By Joseph DeCaro, Worthy News Correspondent
JERUSALEM, ISRAEL (Worthy News)-- An immigration judge has ordered the deportation of a Messianic Jew arrested last week while participating in an evangelistic event in Israel, according to Morning Star News.
Barry Barnett, 50, a worker with Jews for Jesus (UK), was ordered to leave the country by early December. Barnett was assisting at the “Behold your God, Israel” campaign at the city of Be’er Shiva when he was arrested Wednesday.
According to his wife, Alison, six immigration officers took Barnett to an immigration office in Omer where he was held for several hours without charge; he was then transferred to a prison in Ramle where he spent four days in jail before his hearing.
In a press release, Dan Sered, Israel director for Jews for Jesus, stated that Barnett's arrest -- the first for any of the organization's members in Israel -- was “outrageous.”
“As an Israeli, I have been proud that our country allows for freedom of religion. Yet those who seized Barry and took him to prison have done a shameful thing.”
Sered said the presiding judge ruled that Barnett was not allowed to engage in missionary activity while in Israel.
“They did not really give a reason why they detained him,” Sered told Morning Star News. “All they said is that he was doing ‘missionary activity.’ That is correct: he was doing missionary activity and that is legal to do in Israel.”
But was Barnett actually authorized to engage in missionary activity under an Israeli B2 tourist visa?

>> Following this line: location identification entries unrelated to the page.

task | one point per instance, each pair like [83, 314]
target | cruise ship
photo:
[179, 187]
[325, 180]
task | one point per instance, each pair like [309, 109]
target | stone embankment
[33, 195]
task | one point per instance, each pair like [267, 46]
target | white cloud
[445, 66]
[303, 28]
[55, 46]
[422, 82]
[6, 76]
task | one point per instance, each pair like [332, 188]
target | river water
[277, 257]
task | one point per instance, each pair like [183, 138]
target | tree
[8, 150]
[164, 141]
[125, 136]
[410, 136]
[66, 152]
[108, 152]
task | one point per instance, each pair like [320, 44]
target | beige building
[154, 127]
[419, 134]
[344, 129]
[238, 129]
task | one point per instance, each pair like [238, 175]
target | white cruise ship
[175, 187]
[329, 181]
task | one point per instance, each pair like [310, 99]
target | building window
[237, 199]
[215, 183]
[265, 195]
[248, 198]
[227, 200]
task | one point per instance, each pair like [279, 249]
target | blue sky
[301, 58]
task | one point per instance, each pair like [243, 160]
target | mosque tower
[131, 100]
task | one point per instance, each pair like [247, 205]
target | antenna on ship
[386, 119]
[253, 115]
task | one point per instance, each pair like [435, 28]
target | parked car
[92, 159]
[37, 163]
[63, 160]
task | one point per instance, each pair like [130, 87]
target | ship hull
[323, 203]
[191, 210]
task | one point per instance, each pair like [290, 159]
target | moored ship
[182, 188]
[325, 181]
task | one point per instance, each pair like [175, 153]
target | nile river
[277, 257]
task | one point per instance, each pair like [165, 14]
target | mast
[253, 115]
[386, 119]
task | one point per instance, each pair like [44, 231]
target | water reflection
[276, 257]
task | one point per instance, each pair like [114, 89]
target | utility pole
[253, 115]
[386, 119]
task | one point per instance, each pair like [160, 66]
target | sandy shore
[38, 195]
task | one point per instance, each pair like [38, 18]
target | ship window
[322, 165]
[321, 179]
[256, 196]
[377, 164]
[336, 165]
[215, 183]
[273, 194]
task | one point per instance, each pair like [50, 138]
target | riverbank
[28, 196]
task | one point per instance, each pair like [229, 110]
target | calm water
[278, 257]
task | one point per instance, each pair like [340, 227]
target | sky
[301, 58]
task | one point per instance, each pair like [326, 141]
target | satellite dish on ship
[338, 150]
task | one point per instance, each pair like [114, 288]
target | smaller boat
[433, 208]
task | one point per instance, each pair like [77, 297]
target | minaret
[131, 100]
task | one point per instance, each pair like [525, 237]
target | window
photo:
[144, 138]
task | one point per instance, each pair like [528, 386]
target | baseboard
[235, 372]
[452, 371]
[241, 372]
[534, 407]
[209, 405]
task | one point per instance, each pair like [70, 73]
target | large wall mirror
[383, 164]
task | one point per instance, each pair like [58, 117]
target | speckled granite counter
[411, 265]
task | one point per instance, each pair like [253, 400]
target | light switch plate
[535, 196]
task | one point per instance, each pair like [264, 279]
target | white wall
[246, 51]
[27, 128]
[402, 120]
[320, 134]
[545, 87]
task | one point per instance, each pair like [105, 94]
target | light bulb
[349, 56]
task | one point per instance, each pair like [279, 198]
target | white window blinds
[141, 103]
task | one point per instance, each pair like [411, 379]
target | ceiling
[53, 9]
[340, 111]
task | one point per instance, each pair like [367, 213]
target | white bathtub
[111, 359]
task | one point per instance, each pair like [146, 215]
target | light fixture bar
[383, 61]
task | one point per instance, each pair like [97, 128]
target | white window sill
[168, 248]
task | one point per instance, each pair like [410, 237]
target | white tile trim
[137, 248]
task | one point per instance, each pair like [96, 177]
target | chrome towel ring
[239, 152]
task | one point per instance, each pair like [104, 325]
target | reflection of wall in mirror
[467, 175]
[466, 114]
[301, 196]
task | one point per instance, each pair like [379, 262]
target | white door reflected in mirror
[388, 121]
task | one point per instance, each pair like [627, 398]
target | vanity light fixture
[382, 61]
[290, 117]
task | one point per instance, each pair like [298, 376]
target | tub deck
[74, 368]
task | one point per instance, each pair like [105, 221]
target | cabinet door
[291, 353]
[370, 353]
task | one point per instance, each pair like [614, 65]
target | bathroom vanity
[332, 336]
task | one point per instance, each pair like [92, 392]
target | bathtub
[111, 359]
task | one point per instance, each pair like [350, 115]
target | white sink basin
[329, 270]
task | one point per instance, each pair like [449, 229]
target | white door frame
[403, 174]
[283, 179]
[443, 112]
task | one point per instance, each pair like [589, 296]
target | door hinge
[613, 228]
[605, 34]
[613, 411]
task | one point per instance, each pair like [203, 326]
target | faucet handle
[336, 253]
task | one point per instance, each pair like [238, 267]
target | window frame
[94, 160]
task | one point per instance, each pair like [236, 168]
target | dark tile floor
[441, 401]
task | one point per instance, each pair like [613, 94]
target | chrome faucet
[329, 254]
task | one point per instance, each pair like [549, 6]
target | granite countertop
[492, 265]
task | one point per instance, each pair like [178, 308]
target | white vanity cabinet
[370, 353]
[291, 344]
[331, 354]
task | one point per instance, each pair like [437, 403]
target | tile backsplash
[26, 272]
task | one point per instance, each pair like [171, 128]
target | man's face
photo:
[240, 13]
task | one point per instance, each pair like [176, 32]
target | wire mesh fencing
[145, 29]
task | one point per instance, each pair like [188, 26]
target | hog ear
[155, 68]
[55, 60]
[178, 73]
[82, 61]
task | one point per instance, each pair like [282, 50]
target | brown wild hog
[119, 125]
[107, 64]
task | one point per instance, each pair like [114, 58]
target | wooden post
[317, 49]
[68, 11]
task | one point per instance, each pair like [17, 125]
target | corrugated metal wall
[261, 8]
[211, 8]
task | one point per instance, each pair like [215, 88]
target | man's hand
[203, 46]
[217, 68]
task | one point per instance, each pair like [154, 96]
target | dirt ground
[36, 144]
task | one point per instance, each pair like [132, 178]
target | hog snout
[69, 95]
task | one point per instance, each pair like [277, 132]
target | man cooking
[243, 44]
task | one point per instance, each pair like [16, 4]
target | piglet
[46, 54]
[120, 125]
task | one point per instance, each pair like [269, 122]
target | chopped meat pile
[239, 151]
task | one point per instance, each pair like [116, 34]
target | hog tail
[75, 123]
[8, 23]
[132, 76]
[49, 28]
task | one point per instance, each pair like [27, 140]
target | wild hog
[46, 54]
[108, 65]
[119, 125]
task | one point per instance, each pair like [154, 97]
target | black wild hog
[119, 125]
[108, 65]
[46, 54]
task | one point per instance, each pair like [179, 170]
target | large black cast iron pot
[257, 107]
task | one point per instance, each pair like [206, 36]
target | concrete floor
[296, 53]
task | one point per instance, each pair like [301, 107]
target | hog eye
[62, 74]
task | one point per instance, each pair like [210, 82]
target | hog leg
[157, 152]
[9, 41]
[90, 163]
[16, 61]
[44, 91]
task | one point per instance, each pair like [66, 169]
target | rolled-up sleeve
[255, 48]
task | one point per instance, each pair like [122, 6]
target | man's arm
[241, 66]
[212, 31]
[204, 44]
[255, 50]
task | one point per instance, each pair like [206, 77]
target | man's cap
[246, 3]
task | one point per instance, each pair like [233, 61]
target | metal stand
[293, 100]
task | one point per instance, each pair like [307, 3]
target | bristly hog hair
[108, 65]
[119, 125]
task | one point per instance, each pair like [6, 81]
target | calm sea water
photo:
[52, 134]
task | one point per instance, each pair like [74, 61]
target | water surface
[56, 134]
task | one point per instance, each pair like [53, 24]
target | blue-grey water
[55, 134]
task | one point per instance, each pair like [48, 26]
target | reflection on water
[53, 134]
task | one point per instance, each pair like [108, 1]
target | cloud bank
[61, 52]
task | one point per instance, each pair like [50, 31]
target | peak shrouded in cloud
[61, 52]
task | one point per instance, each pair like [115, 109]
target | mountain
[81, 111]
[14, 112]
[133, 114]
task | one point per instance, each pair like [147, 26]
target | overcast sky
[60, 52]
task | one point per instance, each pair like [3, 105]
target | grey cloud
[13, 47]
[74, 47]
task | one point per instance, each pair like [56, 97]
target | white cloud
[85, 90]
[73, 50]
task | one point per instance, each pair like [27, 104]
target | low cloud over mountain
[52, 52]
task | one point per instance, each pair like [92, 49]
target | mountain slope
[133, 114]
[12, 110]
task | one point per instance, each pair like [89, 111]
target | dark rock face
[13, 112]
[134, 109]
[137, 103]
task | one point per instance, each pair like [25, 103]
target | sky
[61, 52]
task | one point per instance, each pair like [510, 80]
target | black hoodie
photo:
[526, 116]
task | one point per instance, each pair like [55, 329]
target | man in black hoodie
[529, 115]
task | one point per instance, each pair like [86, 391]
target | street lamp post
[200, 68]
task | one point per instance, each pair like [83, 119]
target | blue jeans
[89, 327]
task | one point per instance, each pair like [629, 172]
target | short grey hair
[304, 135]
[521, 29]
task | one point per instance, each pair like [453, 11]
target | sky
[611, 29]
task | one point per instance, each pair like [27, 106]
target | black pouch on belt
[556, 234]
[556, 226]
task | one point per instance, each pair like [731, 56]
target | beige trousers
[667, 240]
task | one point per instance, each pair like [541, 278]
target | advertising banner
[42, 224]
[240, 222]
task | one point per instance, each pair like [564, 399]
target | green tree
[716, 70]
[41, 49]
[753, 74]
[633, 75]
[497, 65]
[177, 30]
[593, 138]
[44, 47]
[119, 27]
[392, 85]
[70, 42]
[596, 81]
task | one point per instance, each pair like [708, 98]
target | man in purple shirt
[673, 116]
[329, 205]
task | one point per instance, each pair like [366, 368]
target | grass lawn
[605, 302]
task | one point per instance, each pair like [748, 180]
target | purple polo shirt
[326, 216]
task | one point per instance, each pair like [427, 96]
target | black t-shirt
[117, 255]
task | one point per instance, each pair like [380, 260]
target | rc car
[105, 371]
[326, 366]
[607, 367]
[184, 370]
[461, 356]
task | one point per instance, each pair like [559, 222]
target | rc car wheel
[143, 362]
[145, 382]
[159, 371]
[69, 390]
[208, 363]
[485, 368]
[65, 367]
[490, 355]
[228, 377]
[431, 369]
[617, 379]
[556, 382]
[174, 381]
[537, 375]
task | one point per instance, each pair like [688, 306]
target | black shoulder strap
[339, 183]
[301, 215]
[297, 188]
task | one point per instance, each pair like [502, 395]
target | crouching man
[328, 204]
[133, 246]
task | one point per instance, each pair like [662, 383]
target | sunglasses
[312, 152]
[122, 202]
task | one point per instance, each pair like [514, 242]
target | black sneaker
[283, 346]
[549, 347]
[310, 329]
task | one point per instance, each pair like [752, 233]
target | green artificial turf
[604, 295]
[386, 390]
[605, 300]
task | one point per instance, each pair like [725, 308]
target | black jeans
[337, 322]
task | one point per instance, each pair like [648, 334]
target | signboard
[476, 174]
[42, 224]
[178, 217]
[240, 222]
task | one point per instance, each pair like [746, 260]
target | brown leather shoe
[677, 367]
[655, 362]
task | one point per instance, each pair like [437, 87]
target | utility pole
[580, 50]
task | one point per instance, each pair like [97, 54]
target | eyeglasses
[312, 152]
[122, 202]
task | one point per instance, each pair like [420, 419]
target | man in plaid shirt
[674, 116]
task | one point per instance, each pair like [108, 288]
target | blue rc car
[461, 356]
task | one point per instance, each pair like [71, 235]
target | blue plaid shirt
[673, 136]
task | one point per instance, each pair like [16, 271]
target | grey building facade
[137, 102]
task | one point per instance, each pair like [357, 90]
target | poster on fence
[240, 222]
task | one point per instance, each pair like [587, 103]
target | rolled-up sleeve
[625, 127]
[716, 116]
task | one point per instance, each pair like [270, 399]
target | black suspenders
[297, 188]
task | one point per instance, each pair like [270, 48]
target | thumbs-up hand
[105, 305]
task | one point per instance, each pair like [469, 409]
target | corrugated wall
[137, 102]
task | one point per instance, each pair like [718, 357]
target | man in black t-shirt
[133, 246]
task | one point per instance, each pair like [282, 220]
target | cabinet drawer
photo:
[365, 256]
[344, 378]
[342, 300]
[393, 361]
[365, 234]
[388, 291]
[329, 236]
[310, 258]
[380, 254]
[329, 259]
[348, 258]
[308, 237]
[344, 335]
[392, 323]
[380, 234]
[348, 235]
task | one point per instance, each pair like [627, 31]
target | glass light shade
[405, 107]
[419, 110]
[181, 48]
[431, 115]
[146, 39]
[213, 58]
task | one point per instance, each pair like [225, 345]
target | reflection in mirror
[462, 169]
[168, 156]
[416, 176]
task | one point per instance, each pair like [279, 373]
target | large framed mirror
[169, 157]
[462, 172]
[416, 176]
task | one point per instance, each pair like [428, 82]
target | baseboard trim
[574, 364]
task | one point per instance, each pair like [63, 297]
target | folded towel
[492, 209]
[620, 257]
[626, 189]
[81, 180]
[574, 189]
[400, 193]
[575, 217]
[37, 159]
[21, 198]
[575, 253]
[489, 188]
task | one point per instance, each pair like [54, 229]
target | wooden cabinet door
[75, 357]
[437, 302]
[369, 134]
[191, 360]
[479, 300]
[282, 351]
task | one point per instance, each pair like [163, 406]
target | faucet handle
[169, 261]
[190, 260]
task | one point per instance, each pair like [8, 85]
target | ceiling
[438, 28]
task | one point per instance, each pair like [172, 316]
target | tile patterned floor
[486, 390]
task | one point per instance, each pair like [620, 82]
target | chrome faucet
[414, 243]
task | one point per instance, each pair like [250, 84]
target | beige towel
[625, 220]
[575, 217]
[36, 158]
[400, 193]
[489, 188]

“The global ethics code for tourism,” said Sered, “which the state of Israel signed and even advertises on its own Ministry of Tourism Web page, states that tourism for the purpose of exchanging religious beliefs is not only valid but also should be encouraged”.
Sered said Jews for Jesus would fight Barnett's deportation because it could be used as a legal precedent to expel missionaries engaged in any religious activities deemed unacceptable by the Israeli government.
Barnett's wife said that the ultra-Orthodox Yad L’Achim had shadowed Jews for Jesus teams in Israel since the campaign started, causing some of its members to suspect that immigration officials are acting in concert with ultra-Orthodox Jews to hinder the work of evangelists as part of a larger state-wide crackdown on foreign missionaries.
Yad L’Achim’s own website posted that it interfered with Jews for Jesus’ “spiritually poisonous propaganda.”
“Yad L’Achim has been dispatching beefed-up teams of activists wherever the missionaries are taking up positions in order to alert the public as to their nefarious goals.”
Jews for Jesus is an international organization that makes the messiahship of Jesus an unavoidable issue for Jews around the world, including their homeland.
Alison -- who wasn’t with her husband when he was arrested -- said she expected some “opposition” while in Israel.
“And quite frankly, if we don’t get any, we probably aren’t doing our jobs right.”